In Beyond Our Power (OVER AEVNE II), written twelve years after Part One, Bjørnson extends the thematic statement made about religion in the first play to politics, economics, and social reform. In the earlier play Bjørnson demonstrates the damage that results from a fanatical reliance on supernatural intervention. In Beyond Our Power Bjørnson points out the pain and violence that is unleashed when that same kind of fanatical idealism attempts to impose Utopian solutions—whether "Capitalistic" or "Revolutionary"—on the human problems of labor strife and social justice. All such idealistic solutions are "beyond human power," suggests Bjørnson; the solutions to man's problems can come only from a series of practical, moderate, imperfect compromises.

Critics have differed greatly in their opinions of the relative merits of the two plays. BEYOND HUMAN POWER I is certainly the more unified, controlled, and direct in both its rhetorical message and its emotional impact. Beyond Our Power, on the other hand, is the more extravagant, uneven, and ambitious. Its mixture of styles and frequent lack of focus denies it the clarity of its predecessor and diffuses its emotional impact, but the same things contribute to its greater daring, imagination, and, in some ways, theatricality.

The play has all of the ingredients of the classic labor confrontation play: a long strike, desperate workers and recalcitrant owners, demagogues on both sides (Bratt the ex-pastor for the workers; Holger, the industrialist, for the owners), and an impending sense of violence. The issues are crystalized by two events, the suicide of Maren Haug, a worker's wife, and the owners' decision to meet and form a company union to suppress the workers.

But the primary characters do not conform to the usual stereotypes. The industrialist, Holger, is implacable in his opposition to negotiations with the workmen; he has seemingly no compassion for their plight, nor does he see any justice whatsoever in their demands; and he is willing to spill blood to keep them in place. And yet, he is generous in his personal relationships. He turns his home over to Rachel Sang for a hospital and lavishly supplies her with equipment. He actually wants his workers to have the good life—but he believes that only he can provide it for them. Society, he insists, must be dominated by "big personalities who dare and can proclaim their own selves. When we get away from ant-heap ideas and centipedal dreams back to big men with genius and will."

Bratt's "communistic" vision is initially opposed to Holger's hyper-individualism, but the union leader is soon pushed aside by Elias Sang's passionate extremism. Anguished by the conditions of the workers, despondent over the probable failure of the strike, obsessed by a vision of the revolution and a future worker's paradise, he decides that a "great act" is needed to bring all the forces together and, for himself, he accepts a "religion of martyrdom." Thus, he becomes the driving force behind the plot to dynamite the castle and kill all of the meeting industrialists.

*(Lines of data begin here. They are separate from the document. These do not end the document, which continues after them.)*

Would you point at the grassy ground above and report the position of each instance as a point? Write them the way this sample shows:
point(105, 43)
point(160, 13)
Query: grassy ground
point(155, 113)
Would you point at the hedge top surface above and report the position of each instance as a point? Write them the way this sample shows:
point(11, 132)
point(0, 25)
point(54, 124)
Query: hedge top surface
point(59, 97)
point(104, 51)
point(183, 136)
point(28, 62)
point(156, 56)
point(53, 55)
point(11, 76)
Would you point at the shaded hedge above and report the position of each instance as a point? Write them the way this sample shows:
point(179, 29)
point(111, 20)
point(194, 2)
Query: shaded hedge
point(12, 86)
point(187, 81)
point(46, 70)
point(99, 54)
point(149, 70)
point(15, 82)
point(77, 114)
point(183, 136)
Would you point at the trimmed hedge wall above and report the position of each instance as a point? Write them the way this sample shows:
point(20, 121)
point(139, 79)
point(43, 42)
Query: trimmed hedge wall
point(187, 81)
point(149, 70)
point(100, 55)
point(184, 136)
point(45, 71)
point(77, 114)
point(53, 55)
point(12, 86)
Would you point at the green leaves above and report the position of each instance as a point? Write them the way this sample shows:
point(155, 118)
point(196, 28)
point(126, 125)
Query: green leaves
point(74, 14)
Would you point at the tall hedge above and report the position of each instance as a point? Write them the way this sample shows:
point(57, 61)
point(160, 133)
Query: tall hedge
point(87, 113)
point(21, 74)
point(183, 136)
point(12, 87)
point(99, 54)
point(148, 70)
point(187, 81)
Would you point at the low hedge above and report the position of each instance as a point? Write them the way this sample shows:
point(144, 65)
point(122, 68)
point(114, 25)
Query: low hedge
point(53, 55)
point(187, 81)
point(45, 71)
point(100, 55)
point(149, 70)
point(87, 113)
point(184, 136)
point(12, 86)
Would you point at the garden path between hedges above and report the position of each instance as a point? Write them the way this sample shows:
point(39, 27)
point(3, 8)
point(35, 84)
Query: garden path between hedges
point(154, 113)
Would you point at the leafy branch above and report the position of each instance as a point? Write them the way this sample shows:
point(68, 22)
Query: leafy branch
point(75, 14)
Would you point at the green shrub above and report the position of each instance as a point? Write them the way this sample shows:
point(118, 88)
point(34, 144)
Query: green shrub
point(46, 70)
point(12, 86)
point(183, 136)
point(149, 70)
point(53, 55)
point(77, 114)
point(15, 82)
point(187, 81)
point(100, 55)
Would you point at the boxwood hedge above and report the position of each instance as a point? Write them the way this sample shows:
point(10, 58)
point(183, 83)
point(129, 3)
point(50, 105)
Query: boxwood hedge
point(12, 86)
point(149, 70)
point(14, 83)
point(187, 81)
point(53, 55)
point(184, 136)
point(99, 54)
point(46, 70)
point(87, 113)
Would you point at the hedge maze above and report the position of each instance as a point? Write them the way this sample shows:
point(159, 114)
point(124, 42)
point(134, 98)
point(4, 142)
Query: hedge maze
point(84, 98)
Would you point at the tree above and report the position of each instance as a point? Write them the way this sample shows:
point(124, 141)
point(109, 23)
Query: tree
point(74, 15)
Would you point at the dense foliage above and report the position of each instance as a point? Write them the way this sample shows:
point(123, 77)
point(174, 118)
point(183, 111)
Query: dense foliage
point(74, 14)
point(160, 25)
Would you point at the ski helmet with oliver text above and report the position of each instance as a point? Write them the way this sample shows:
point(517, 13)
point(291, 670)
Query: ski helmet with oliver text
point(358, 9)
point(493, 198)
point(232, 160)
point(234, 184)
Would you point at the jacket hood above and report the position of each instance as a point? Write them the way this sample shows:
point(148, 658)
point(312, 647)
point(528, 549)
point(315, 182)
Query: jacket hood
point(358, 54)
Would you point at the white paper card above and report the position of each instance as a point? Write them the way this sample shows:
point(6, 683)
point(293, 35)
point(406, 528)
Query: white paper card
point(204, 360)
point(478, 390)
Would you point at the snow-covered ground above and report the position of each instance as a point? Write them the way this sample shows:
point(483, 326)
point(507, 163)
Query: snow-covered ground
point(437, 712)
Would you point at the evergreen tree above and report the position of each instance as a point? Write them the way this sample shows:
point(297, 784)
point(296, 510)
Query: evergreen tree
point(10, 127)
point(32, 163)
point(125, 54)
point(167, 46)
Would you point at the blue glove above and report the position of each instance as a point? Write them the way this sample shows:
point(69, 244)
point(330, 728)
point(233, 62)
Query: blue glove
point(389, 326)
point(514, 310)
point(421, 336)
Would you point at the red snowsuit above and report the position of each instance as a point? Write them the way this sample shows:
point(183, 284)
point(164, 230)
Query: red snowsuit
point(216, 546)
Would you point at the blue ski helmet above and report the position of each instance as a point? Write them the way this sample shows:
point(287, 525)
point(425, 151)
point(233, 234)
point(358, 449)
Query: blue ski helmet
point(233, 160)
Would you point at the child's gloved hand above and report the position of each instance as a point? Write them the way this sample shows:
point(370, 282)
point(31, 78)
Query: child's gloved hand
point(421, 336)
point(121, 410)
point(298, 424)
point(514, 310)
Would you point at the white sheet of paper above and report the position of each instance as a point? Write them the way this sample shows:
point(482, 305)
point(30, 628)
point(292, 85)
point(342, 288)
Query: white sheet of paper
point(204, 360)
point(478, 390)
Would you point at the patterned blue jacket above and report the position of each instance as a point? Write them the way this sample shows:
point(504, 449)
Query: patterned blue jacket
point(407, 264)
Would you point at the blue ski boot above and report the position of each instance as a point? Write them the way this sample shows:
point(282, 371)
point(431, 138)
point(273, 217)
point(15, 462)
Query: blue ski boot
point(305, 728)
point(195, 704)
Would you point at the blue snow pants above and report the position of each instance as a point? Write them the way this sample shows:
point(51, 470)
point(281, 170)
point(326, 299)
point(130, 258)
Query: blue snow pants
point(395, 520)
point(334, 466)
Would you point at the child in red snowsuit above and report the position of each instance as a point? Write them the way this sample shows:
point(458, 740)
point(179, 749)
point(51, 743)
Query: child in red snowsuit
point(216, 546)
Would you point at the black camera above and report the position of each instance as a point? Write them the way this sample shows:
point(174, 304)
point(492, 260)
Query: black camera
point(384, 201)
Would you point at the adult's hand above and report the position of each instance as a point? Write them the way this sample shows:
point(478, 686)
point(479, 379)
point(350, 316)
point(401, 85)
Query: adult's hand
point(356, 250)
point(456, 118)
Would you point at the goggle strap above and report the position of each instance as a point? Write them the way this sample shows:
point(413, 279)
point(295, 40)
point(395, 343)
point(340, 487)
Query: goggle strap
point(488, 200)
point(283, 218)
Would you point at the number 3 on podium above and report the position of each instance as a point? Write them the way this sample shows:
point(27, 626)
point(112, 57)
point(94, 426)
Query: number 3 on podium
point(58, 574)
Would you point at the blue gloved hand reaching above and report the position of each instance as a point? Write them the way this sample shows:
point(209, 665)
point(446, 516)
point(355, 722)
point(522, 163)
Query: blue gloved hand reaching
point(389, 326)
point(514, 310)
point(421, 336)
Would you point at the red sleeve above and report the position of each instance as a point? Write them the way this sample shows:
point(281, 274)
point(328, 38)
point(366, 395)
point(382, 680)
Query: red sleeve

It is in this bizarre "castle" scene, where the capitalists are destroyed en masse, that the play reaches its "expressionistic" peak. What began as a matter-of-fact economic conflict becomes a surrealistic, Kafka-like vision of frenzy, insanity, and destruction. But such a nightmare is inevitable, Bjørnson insists, when men, violating "unwritten" laws, "overreach" and attempt to go "beyond human power" to resolve their problems. Instead of achieving Utopia, such extremes only unleash the daemonic side of man or what Bjørnson calls his "racial pessimism."

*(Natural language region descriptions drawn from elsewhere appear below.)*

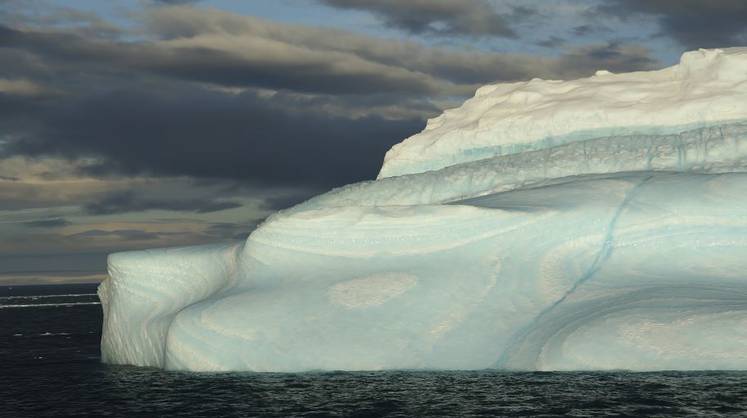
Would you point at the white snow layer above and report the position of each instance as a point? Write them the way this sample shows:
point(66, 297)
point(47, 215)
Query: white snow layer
point(705, 88)
point(590, 224)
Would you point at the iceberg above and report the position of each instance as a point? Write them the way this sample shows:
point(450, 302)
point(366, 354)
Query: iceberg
point(591, 224)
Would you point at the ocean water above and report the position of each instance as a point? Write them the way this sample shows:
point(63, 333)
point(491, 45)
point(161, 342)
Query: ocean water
point(49, 346)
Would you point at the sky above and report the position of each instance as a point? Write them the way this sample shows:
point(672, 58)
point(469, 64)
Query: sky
point(135, 124)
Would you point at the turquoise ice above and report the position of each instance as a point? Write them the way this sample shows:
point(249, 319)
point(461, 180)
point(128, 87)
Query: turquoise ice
point(616, 249)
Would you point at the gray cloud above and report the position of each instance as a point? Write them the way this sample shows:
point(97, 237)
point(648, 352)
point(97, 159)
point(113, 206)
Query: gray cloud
point(474, 17)
point(123, 234)
point(694, 23)
point(48, 223)
point(128, 201)
point(209, 94)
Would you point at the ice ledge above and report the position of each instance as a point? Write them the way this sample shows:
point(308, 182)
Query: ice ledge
point(707, 87)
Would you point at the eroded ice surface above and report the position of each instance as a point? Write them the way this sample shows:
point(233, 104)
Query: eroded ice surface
point(626, 249)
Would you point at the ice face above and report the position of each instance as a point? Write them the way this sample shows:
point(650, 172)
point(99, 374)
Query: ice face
point(706, 88)
point(626, 250)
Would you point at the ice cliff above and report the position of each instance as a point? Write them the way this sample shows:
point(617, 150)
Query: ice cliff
point(598, 223)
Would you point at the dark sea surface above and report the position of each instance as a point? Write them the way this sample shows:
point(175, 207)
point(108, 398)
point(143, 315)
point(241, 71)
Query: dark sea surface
point(49, 346)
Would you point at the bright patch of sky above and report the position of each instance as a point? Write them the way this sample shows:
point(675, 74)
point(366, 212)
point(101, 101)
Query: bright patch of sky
point(559, 24)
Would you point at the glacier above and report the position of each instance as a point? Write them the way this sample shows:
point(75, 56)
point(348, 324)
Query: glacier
point(591, 224)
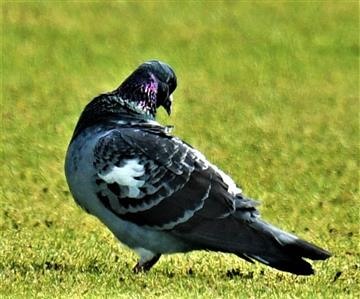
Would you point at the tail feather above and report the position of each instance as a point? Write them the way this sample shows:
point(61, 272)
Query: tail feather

Beyond Our Power may not be a great play, but it is a fascinating one. A final irony of the play—one of which Bjørnson himself probably was aware—is that, while thematically the play demonstrates the folly of man's tendency to "overreach" his capacities, Beyond Our Power is a classic example of the play that "overreaches." Too many characters, ideas, and techniques are crowded into the single dramatic effort. But what the play loses in clarity it gains in excitement. These two powerful plays represent the pinnacle of Bjørnson's dramatic career and entitle him to a place beside his great Scandinavian contemporaries, Henrik Ibsen and August Strindberg.